I don't think I'm alone in disliking the idea that God might bring grief and adversity into my life. I would rather think that my sufferings are the work of the Evil One, or that I brought my troubles on myself through rejecting the Light and embracing the Dark. And, I think, both these things are true. There are Dark Powers in the world. Job's story makes a lot of sense to me—my faith being tested by outside forces of Darkness and God allowing me the free choice about how I respond in adversity. And then there's the fact that I do make wrong choices without any outside help at all, thank you very much, and I sin again and again. I stray from the Divine, over and over. I get myself in trouble, and—all too often—I think I can work it out without help from the people around me, and without God's help.
I believe God's nature is Love, and it's awfully hard for me to reconcile God's loving nature and the thought that God might hurt me, or allow me to be hurt. But there's that line from Psalms: "Let the bones you have broken rejoice." Some commentators on this passage refer to a practice of ancient shepherds deliberately breaking a straying lamb's leg. Sounds cruel to me. But sheep are not meant to stray...keeping close to the shepherd preserves them from their natural enemies. If a lamb strays again and again, it's in danger of being overwhelmed by the forces against it and it's also going against its God-given, sheep-like nature. The thought that the shepherd might deliberately keep the lamb from straying starts to make some sense. A lamb healing from a broken leg has to depend on the shepherd. The shepherd must carry the lamb until it is healed. The shepherd brings the lamb food and water until it's healed. The lamb and the shepherd would bond during this time, and when the lamb is healed, I can't help but imagine the lamb's natural inclination to stick close to the shepherd is strengthened, and it's not as likely to put itself in danger from forces that wish to devour it.
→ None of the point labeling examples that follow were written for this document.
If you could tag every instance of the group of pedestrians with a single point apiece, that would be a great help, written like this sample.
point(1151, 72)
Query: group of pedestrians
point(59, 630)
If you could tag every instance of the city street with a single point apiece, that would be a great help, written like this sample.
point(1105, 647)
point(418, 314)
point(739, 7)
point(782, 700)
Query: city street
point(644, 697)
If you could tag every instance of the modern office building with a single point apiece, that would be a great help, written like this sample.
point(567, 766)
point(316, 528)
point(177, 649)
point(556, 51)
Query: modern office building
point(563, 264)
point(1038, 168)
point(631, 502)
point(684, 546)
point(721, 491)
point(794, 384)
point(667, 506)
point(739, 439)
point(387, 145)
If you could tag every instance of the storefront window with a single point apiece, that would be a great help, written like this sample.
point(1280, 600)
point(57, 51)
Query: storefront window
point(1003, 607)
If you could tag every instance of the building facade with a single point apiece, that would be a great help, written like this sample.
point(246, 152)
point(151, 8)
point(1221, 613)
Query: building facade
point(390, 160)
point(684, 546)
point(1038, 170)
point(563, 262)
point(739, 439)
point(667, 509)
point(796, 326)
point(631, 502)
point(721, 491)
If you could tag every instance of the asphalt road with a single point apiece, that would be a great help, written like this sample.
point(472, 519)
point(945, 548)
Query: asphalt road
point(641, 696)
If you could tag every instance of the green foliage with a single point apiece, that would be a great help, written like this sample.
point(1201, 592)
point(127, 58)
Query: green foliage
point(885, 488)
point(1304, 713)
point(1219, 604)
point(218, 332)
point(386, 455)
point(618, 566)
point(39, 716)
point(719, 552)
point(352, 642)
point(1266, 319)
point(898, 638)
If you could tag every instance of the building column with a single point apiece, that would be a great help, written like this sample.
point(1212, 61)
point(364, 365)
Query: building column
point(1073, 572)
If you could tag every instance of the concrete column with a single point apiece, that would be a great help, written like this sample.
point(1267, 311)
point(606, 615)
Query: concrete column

Well, that makes sense to me. But can I embrace the thought of a God, a loving shepherd, who would hobble me, or metaphorically break my leg, to keep me closer to him when I start to stray? Would God give me a problem to make me more dependent on him, to help me learn to rely entirely on him, to bring me closer and to help keep me closer to the Divine? I think of sheep as stupid—don't you?—and yet in both Old and New Testaments, the metaphor of God as Shepherd and people as sheep comes up again and again. I really don't want to see myself as a sheep; I rebel against the notion. But isn't that how I get myself into trouble, time and again? And how about all the times when I am just not paying attention, when I wander off the Path because I'm not thinking about what I'm doing or—as we say in my family—"Look, something shiny!" and I leave the Path to go investigate? I have to actively fight the feeling that I can handle just about anything that comes my way. If I must see myself as a sheep, I'd like to see myself as a smart, fierce sheep, which is pretty funny when you think about it. Smart, fierce, independent sheep, if they even exist, wouldn't last long in a world full of things with fangs and claws. When I suffer the delusion that I'm the smartest, baddest sheep in the flock, I tend to venture into dangerous territory, and I suffer pain—every time—as a result. More importantly, I stray from the Shepherd and it's often hard to find my way back."